Quantidade versus qualidade

Por Silvio R. A. Salinas*
Publicado no boletim da Sociedade Brasileira de Física em janeiro de 2010

Acabam de sair pela Editora da USP (EDUSP) os primeiros exemplares do volume I das obras científicas de Mario Schoenberg, projeto conduzido por Amélia Império Hamburger há alguns anos, com a colaboração de vários colegas. Apesar de figura maior da física teórica brasileira, Mario Schoenberg – essa era a grafia do seu nome científico –publicou apenas cerca de 80 artigos científicos durante uma carreira de uns 40 anos, com direito adicional a participação intensa na cultura (científica, política e artística) do País.

O primeiro paper de Mario Schoenberg foi publicado em italiano (Sull’interazione degli elettroni, Il Nuovo Cimento, XIII, 8, 349-354, 1936), dois anos depois da fundação da Universidade de São Paulo, com agradecimento profundo ao “orientador” Gleb Wataghin (“Ringrazio il prof. Wataghin d´avermi suggerito l´argomento e aiuitato nella ricerca della soluzione”). Tempos gloriosos em que os artigos científicos ainda possuíam aquela “aura” de significação que Walter Benjamin atribuía às obras de arte. Não há publicações conjuntas de Schoenberg e Wataghin, mas eles se agradecem mutuamente, às vezes, no decorrer do próprio texto dos seus artigos.

Naqueles tempos ainda não se falava no citation index e no “fator H”. Mas o meu colega Domingos Marchetti foi capaz de garimpar cerca de 40 resenhas dos trabalhos de Mario Schoenberg, publicadas nos Mathematical Reviews, em geral por autores de grosso calibre (aguardem o volume II, em que as resenhas vão ser transcritas).

Schoenberg publicava no exterior, mas também fazia questão de publicar no País, nos Anais da Academia Brasileira de Ciências. Eram publicações meio precárias, pouco cuidadas, mas ainda bem que existiam, como me observou Ernst Hamburger. Nos seus anos de maturidade, Schoenberg publicou nos Anais da ABC quatro longos artigos, com ideias em profusão, um tanto especulativos para o meu gosto, sobre quantum mechanics and geometry. Imaginem o meu espanto quando percebi que esses artigos foram lidos por Arthur Wightman, de Princeton, que assina as resenhas de Mathematical Reviews.

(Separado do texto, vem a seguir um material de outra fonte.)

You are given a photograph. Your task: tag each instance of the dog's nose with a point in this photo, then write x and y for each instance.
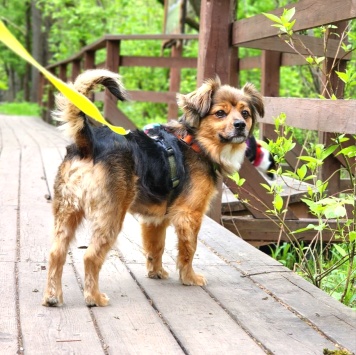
(238, 124)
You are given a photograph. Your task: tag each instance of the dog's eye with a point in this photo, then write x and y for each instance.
(220, 114)
(245, 114)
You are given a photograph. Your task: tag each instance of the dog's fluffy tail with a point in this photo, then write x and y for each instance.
(85, 83)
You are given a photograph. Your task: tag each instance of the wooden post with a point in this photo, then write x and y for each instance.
(331, 164)
(217, 56)
(63, 72)
(174, 80)
(111, 111)
(270, 78)
(75, 69)
(89, 60)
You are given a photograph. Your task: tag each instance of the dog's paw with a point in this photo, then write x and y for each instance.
(160, 274)
(100, 300)
(52, 301)
(193, 280)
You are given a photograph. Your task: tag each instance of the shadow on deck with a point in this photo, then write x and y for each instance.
(251, 305)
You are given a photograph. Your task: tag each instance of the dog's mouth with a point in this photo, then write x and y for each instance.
(236, 138)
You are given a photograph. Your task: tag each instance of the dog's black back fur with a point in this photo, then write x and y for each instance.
(138, 154)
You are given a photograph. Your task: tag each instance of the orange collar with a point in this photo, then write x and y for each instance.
(189, 140)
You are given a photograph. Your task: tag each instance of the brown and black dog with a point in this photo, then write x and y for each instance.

Nos tempos modernos, os Anais da ABC foram substituídos pelo Brazilian Journal of Physics (BJP), que eu editei durante dez anos. Como os tempos mudaram.… Estou colecionando casos e fatos para uma história da “internacionalização” da ciência brasileira (pelo menos da física no Brasil). Há uns dois anos, eu tinha um grupo de jovens doutores sob a minha “guarda”, na nova Universidade Federal do ABC. Eu conseguia que eles escrevessem pareceres, mas nunca consegui que nenhum deles publicasse sequer um único artigo no BJP, pois com absoluta razão alegavam que “não valia a pena”, que artigos no BJP seriam mal recebidos pelos avaliadores dos “qualis” de plantão.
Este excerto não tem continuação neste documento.